As for _≉_ itself, it's perhaps unfortunate to have it in the title of the issue, which partly reflects that the underlying Setoid structures of an Algebra structure/bundle are defined under Relation.Binary, and, moreover, are not defined relative to a Raw (equality) relation (single field records tend not to get defined in the library, except for instance inference, and the Unit type as a special case...?), so it seems as though there isn't an obvious place to add negated equality as an additional manifest field...

... but your point about it being a code smell is an interesting one. Barring eg it's 'general' properties wrt Respects mentioned in #2341 ...

... so a possible 'better' place to add it would/might be as a manifest field of DecidableEquality (where it surely wouldn't be a code smell?) but for the fact that we'd then have to add 'the negation of A' as a manifest field to Dec plus a renaming opening for such objects... but that seems too horrible to contemplate!?

Through the many many words, talking about many fascinating issues... I've lost the thread about what is the main issue at stake here?

My view is that really the correct solution is number 1. It should be in the Raw bundles. I think the missing part of the puzzle is that we don't have a RawSetoid bundle in which to put the negated equality operator...
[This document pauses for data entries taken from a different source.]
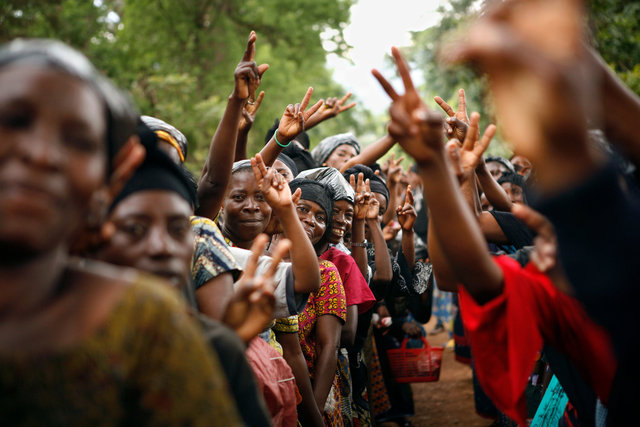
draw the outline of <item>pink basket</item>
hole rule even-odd
[[[421,383],[438,381],[442,365],[442,347],[431,347],[422,337],[424,347],[407,348],[409,338],[400,348],[387,350],[391,371],[399,383]]]

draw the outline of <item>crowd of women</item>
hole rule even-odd
[[[496,126],[462,89],[457,110],[435,98],[446,118],[427,107],[395,48],[404,94],[373,70],[387,135],[310,150],[305,130],[355,103],[309,88],[248,157],[252,32],[199,179],[180,124],[80,53],[3,46],[2,424],[410,425],[387,351],[424,344],[436,287],[496,425],[632,423],[640,100],[583,19],[576,0],[494,2],[443,47],[488,76],[511,160],[483,157]],[[377,163],[395,144],[409,170]]]

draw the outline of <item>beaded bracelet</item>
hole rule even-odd
[[[289,141],[287,144],[281,144],[280,141],[278,141],[278,129],[276,129],[276,131],[273,133],[273,137],[276,140],[276,144],[278,144],[282,148],[287,148],[289,145],[291,145],[291,141]]]

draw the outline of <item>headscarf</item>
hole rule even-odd
[[[242,172],[245,169],[249,169],[252,171],[251,160],[244,159],[244,160],[238,160],[237,162],[233,162],[233,166],[231,166],[231,175],[236,174],[238,172]]]
[[[358,174],[362,173],[364,175],[364,180],[369,180],[369,185],[371,186],[371,191],[374,193],[382,194],[385,199],[387,199],[387,205],[389,204],[389,188],[387,184],[380,178],[378,175],[373,173],[371,168],[364,165],[355,165],[344,172],[344,177],[348,178],[351,175],[355,175],[356,179],[358,178]],[[387,206],[388,208],[388,206]]]
[[[324,234],[318,243],[316,248],[321,247],[328,239],[331,232],[331,222],[333,213],[333,199],[331,195],[331,189],[326,185],[312,181],[305,178],[296,178],[289,183],[289,188],[293,194],[298,188],[302,191],[300,200],[309,200],[317,203],[324,210],[327,218],[326,228]]]
[[[296,166],[296,162],[294,162],[291,157],[287,156],[284,153],[278,154],[278,160],[285,164],[286,167],[289,168],[291,174],[295,177],[298,175],[298,167]]]
[[[130,99],[104,78],[82,53],[57,40],[16,39],[5,44],[0,48],[0,68],[14,63],[54,68],[93,88],[105,106],[107,155],[111,166],[120,148],[135,133],[138,116]]]
[[[330,187],[333,192],[333,201],[346,200],[354,204],[356,192],[349,182],[336,168],[322,167],[300,172],[296,178],[307,178],[321,182]]]
[[[145,144],[144,161],[127,181],[122,191],[115,197],[110,210],[138,191],[164,190],[177,193],[191,207],[196,205],[196,186],[184,168],[177,165],[157,145]]]
[[[331,189],[326,185],[306,178],[296,178],[289,183],[291,194],[298,188],[302,191],[301,200],[310,200],[317,203],[327,215],[327,230],[329,227],[329,219],[333,213],[333,198]]]
[[[360,154],[360,143],[352,133],[340,133],[338,135],[329,136],[311,150],[311,156],[313,160],[321,166],[331,153],[335,151],[341,145],[350,145],[356,149],[356,153]]]
[[[187,137],[178,129],[163,120],[151,116],[141,116],[140,118],[144,124],[149,127],[149,129],[158,135],[159,139],[168,142],[176,149],[178,156],[180,156],[180,161],[184,163],[187,159]]]

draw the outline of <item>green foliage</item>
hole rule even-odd
[[[640,94],[640,1],[591,0],[594,45],[611,68]]]
[[[482,114],[482,128],[495,121],[486,82],[468,67],[443,67],[438,63],[437,53],[448,37],[477,16],[483,3],[452,0],[439,9],[440,23],[413,33],[413,44],[404,51],[412,65],[423,72],[425,83],[420,89],[427,99],[439,95],[455,108],[458,88],[464,88],[469,111]],[[640,0],[590,0],[588,6],[596,49],[620,78],[640,94]],[[510,154],[499,131],[488,151],[502,156]]]
[[[0,41],[15,37],[61,39],[82,50],[121,87],[140,111],[184,132],[189,165],[199,171],[222,117],[251,30],[256,61],[269,63],[265,99],[249,140],[259,150],[264,134],[308,86],[314,100],[342,96],[325,67],[321,33],[335,53],[347,46],[342,29],[352,0],[6,0],[0,6]],[[357,128],[351,113],[322,132]],[[312,135],[314,142],[320,135]]]

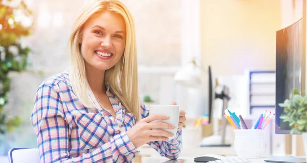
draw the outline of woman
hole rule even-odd
[[[146,143],[162,156],[178,157],[185,113],[173,139],[152,129],[173,127],[149,123],[168,117],[149,116],[140,102],[134,30],[119,1],[84,7],[69,40],[69,70],[45,80],[35,97],[31,121],[41,162],[130,162]]]

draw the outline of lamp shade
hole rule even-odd
[[[201,70],[193,63],[191,62],[175,74],[175,82],[180,85],[198,88],[201,84]]]

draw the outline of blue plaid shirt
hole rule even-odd
[[[127,162],[139,154],[125,133],[136,124],[136,117],[125,112],[109,86],[106,94],[116,119],[104,110],[84,107],[72,90],[68,71],[39,87],[31,120],[41,162]],[[148,116],[143,102],[141,109],[142,118]],[[148,144],[161,156],[176,159],[181,139],[180,129],[170,141]]]

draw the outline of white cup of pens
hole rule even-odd
[[[249,128],[241,116],[226,110],[224,114],[235,129],[234,150],[238,157],[247,158],[261,158],[266,148],[265,131],[275,114],[267,113],[260,115],[254,125]]]

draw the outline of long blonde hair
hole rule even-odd
[[[109,84],[112,91],[126,107],[126,111],[133,114],[139,120],[141,118],[141,114],[135,25],[131,14],[120,1],[94,0],[82,9],[75,22],[69,41],[71,50],[70,83],[74,92],[85,107],[101,107],[89,85],[84,61],[79,43],[82,37],[84,24],[93,16],[105,11],[119,14],[124,18],[126,23],[126,39],[124,54],[118,63],[105,71],[104,83]]]

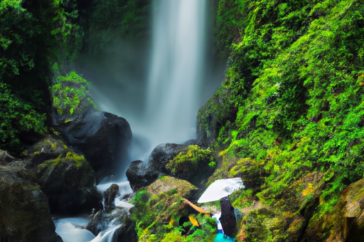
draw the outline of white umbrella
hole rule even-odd
[[[202,204],[218,201],[235,191],[244,188],[242,181],[239,177],[216,180],[208,187],[197,202]]]

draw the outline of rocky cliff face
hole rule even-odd
[[[62,242],[55,232],[47,196],[33,174],[11,165],[17,162],[0,150],[0,241]]]
[[[123,117],[102,112],[90,95],[87,81],[71,73],[55,78],[53,125],[67,143],[82,152],[97,181],[116,175],[128,157],[132,134]]]

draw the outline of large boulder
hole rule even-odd
[[[314,214],[305,234],[307,241],[364,241],[364,179],[341,192],[340,200],[325,214]]]
[[[229,102],[230,90],[220,87],[215,93],[200,107],[197,115],[196,132],[198,144],[204,147],[209,146],[213,141],[220,135],[220,129],[224,127],[225,133],[236,119],[237,109],[231,105]],[[227,137],[221,137],[222,140]],[[220,144],[224,147],[228,144]]]
[[[62,141],[46,138],[26,150],[26,167],[47,195],[53,213],[76,214],[98,209],[95,172],[82,155]]]
[[[159,177],[169,174],[166,165],[186,147],[185,144],[161,144],[151,152],[148,162],[132,162],[127,171],[132,188],[139,189],[146,186]]]
[[[98,181],[115,175],[127,159],[132,130],[123,117],[102,112],[87,89],[87,81],[71,73],[52,87],[53,125],[68,144],[81,152]]]
[[[197,144],[191,144],[170,160],[165,169],[168,175],[200,186],[213,174],[215,164],[210,149],[203,149]]]
[[[55,230],[47,197],[33,174],[0,165],[0,241],[62,242]]]
[[[323,174],[311,172],[303,175],[287,189],[274,194],[267,189],[247,203],[250,206],[240,210],[237,219],[237,241],[320,241],[303,239],[306,229],[316,208],[324,185]],[[241,193],[242,196],[237,196]],[[232,204],[247,202],[245,191],[237,191],[229,196]],[[270,199],[271,203],[266,201]],[[227,204],[227,211],[232,208]],[[234,214],[237,213],[234,211]],[[238,219],[238,218],[237,218]],[[230,215],[232,220],[232,216]],[[228,221],[229,222],[229,221]],[[225,223],[225,222],[224,222]],[[223,221],[222,221],[223,223]],[[321,223],[322,224],[322,223]],[[225,223],[225,227],[229,226]],[[230,225],[234,235],[233,225]],[[224,228],[225,229],[225,228]],[[315,232],[316,233],[316,232]]]

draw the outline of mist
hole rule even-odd
[[[146,160],[160,143],[196,138],[198,110],[224,78],[223,61],[212,53],[209,4],[154,1],[150,38],[112,40],[77,60],[102,109],[130,124],[130,160],[123,163]]]

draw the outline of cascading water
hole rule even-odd
[[[154,2],[144,132],[152,147],[194,138],[205,67],[205,0]]]
[[[143,119],[124,115],[122,105],[119,109],[116,109],[114,103],[107,105],[111,102],[105,97],[111,94],[97,91],[97,89],[105,90],[98,88],[97,85],[105,88],[107,80],[92,78],[100,76],[100,73],[95,75],[95,73],[90,70],[82,71],[86,79],[94,83],[93,95],[101,101],[102,108],[127,118],[133,130],[134,140],[136,137],[139,137],[138,140],[147,140],[148,144],[139,144],[136,151],[132,152],[131,161],[146,158],[151,149],[161,143],[181,143],[195,137],[197,111],[205,100],[201,98],[201,88],[206,73],[206,0],[154,0],[146,100],[145,105],[140,108],[145,112]],[[97,61],[94,64],[97,65]],[[100,82],[98,84],[97,81]],[[123,83],[123,85],[126,83]],[[113,93],[118,93],[114,85],[109,88]],[[122,91],[123,89],[120,89],[118,98],[132,95],[124,95]],[[128,101],[129,100],[121,99],[119,102],[130,106]],[[127,109],[129,110],[130,107]],[[112,183],[118,183],[121,194],[129,191],[129,182],[119,181]],[[111,184],[99,184],[98,189],[103,192]],[[124,208],[131,206],[120,200],[120,197],[115,199],[115,205]],[[75,238],[78,242],[91,239],[92,242],[112,241],[114,232],[118,228],[117,226],[110,224],[108,229],[95,237],[82,228],[84,225],[80,227],[75,224],[74,219],[63,219],[56,221],[55,224],[60,235],[69,242],[75,241]],[[76,218],[77,222],[78,219],[83,219]]]

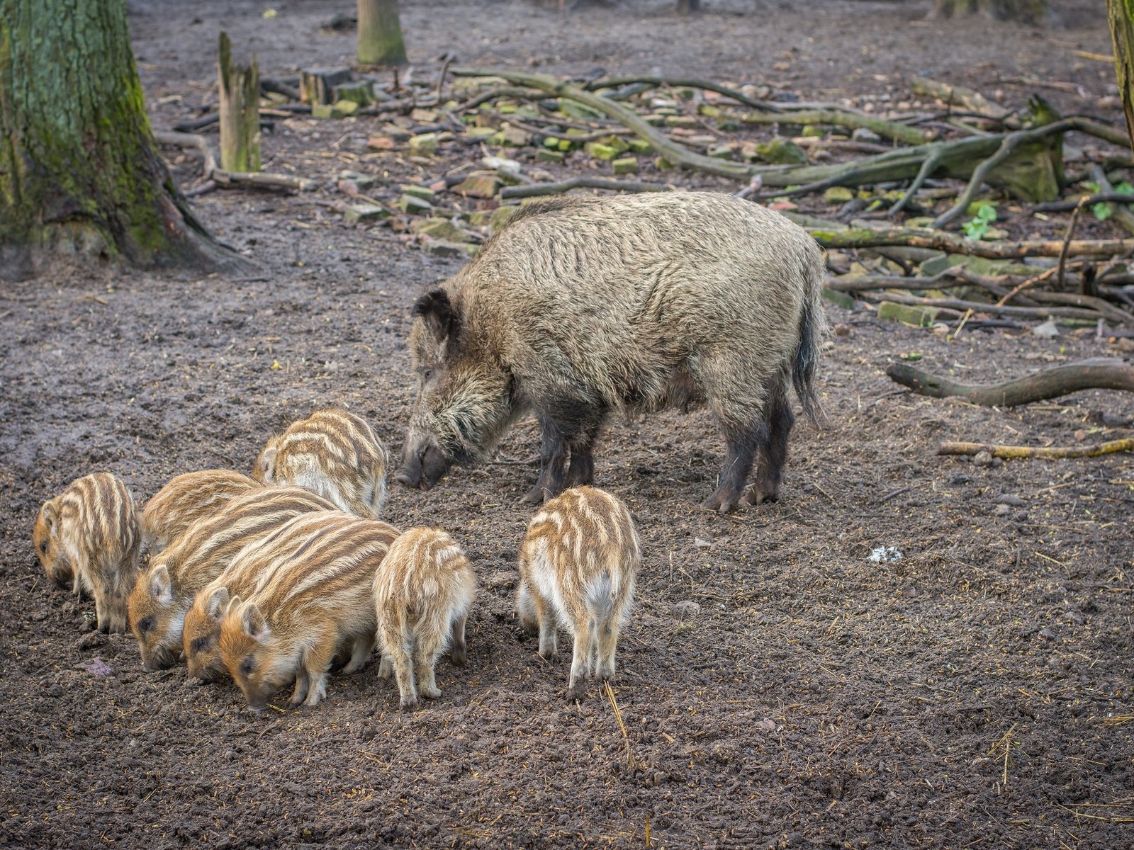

Through the many many words, talking about many fascinating issues... I've lost the thread about what is the main issue at stake here?

Yup, that's my weakness... (too) "many many words" ;-)

TL;DR: there are 2 issues at stake:

• (general) where should admissible/derivable operations live, so that we correctly export them in sub-structures/bundles; in general, I believe that derivable operations should live in the Raw bundle (but IsGroup is an anomaly, so _//_, _\\_ and _-_ should be moved to the RawGroup bundle...)
• (particular) the derivable _≉_ is an anomaly, for the reasons that @MatthewDaggitt points out (because RawSetoid doesn't exist; another possible downstream PR? in which case where should it live: under Relation.Binary.Bundles.Raw which would be new, or under Algebra.Bundles.Raw)

In each case, the solution would (seem to) be a fiddly (and possibly, for the IsGroup case, breaking) PR moving things around/adding new things, so suggest tagging this as v3.0 when we might reconsider this and eg. #2252 #2255 #2268 (though this could be dealt with independently in v2.1 as a prototype of how to fix it in general...?)

RawSetoid, if we want to add it, should live in Relation.Binary.Bundles.Raw, and it should probably have some friends in there with it

@Taneb yup, all the various ordering relations and their flipped- and negated- versions should be in Raw bundles for such things... so maybe a v2.1 version is possible/desirable?